Building datasets
You will learn more about the structure and design of the ETL in the next section.
Every step in the dag has a URI. URIs allow us to uniquely identify any step (or node) throughout the whole ETL. This allows us to reference datasets (and use them) when building a new dataset.
For example, the Human Development Reports (by the UNDP):
data://garden/un/2022-11-29/undp_hdr
See also
Dry-runs
See what steps would be executed to build the undp_hdr
dataset by running:
$ poetry run etl --dry-run data://garden/un/2022-11-29/undp_hdr
Detecting which steps need rebuilding...
OK (0s)
Running 4 steps:
1. snapshot://un/2022-11-29/undp_hdr.csv...
2. snapshot://un/2022-11-29/undp_hdr.xlsx...
3. data://meadow/un/2022-11-29/undp_hdr...
4. data://garden/un/2022-11-29/undp_hdr...
The first two listed steps are snapshot://
steps, which when executed will download upstream snapshots of the dataset to the data/snapshots/
folder. The last two steps are data://
steps, which will generate local datasets in the data/
folder.
meadow
and garden
channels
In the above example, you can indetify different channels in the URIs: meadow
and garden
, followed by the same string un/2022-11-29/undp_hdr
. These represent different levels
of curation of a dataset (in this example, the UNDP HDR version 2022-11-29 dataset).
garden
datasets are good to go, whereas meadow
datasets have not been curated enough to be used in production environments. We will explore these nuances later on.
Note that you can skip the full path of the step, in which case it will do a regex match against all available steps:
$ poetry run etl --dry-run undp_hdr
Detecting which steps need rebuilding...
OK (0s)
Running 4 steps:
1. snapshot://un/2022-11-29/undp_hdr.csv...
2. snapshot://un/2022-11-29/undp_hdr.xlsx...
3. data://meadow/un/2022-11-29/undp_hdr...
4. data://garden/un/2022-11-29/undp_hdr...
5. data://grapher/un/2022-11-29/undp_hdr...

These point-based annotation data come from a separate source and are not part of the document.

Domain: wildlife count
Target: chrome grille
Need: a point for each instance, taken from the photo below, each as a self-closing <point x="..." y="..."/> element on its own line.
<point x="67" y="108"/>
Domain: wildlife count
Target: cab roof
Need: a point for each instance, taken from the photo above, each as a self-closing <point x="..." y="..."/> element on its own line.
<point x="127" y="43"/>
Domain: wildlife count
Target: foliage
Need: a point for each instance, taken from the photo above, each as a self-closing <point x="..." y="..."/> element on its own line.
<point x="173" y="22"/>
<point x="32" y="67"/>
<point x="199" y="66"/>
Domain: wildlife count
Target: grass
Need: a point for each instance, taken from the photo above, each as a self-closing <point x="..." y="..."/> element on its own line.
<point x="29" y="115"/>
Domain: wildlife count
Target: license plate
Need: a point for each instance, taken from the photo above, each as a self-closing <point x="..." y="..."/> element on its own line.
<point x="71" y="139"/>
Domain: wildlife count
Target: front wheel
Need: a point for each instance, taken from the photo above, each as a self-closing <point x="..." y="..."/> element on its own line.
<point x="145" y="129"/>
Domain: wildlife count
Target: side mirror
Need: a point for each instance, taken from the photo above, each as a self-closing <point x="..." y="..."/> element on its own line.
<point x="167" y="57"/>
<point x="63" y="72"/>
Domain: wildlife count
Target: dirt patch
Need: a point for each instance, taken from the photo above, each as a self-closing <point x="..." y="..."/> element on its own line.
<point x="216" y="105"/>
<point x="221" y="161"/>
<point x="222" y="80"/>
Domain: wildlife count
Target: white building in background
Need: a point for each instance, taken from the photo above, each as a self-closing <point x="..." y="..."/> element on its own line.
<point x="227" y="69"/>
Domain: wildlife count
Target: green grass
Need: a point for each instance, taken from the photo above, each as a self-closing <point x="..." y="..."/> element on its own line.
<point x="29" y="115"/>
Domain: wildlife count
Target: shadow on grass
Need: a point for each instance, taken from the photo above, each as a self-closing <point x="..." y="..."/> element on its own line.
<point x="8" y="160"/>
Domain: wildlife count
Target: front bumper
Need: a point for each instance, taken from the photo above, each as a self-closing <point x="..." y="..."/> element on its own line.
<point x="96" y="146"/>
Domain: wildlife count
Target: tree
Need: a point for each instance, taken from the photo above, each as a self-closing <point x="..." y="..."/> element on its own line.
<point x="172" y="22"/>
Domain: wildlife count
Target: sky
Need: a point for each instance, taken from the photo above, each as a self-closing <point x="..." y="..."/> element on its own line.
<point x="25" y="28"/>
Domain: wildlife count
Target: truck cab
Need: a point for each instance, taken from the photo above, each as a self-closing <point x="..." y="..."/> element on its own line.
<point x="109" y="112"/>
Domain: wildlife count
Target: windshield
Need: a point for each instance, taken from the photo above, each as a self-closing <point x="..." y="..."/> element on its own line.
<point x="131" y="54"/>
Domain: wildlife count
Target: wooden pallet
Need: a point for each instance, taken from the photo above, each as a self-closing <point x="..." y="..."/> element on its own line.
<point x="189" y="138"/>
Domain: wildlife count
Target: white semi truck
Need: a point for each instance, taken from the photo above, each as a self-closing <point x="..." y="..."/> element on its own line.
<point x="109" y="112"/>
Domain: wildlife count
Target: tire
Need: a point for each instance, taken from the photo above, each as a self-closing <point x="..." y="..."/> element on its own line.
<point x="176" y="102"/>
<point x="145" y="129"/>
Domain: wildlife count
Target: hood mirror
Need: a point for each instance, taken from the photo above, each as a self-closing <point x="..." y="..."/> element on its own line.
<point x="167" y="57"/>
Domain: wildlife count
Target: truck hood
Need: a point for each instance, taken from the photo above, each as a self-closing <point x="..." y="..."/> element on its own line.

Note that here there is an extra dataset listed, with prefix data://grapher/
, as it matches the query (its URI contains the query text "undp_hdr").
Generate the dataset
Now let's build the dataset, by removing the --dry-run
option:
$ poetry run etl data://garden/un/2022-11-29/undp_hdr
Detecting which steps need rebuilding...
OK (0s)
Running 4 steps:
1. snapshot://un/2022-11-29/undp_hdr.csv...
OK (5s)
2. snapshot://un/2022-11-29/undp_hdr.xlsx...
OK (5s)
3. data://meadow/un/2022-11-29/undp_hdr...
2023-04-19 22:28.41 [info ] undp_hdr.start
2023-04-19 22:28.44 [info ] undp_hdr.end
OK (5s)
4. data://garden/un/2022-11-29/undp_hdr...
2023-04-19 22:28.46 [info ] undp_hdr.start
2023-04-19 22:28.47 [info ] undp_hdr.harmonize_countries
2023-04-19 22:28.47 [info ] undp_hdr.format_df
2023-04-19 22:28.47 [info ] undp_hdr.dtypes
2023-04-19 22:28.47 [info ] undp_hdr.sanity_check
2023-04-19 22:28.47 [info ] undp_hdr.creating_table
2023-04-19 22:28.47 [info ] undp_hdr.end
OK (3s)
Let's confirm that the dataset was built locally:
$ ls data/garden/un/2022-11-29/undp_hdr/
undp_hdr.feather
undp_hdr.meta.json
undp_hdr.parquet
index.json
Several files got built for the dataset: index.json
gives metadata about the whole dataset, and the remaining three files all represent a single data table, which is saved in both Feather and Parquet formats.
Parallel execution
There's a flag etl ... --workers 4
you can use to run the ETL in parallel. This is useful when rebuilding large part of ETL (e.g. after updating regions).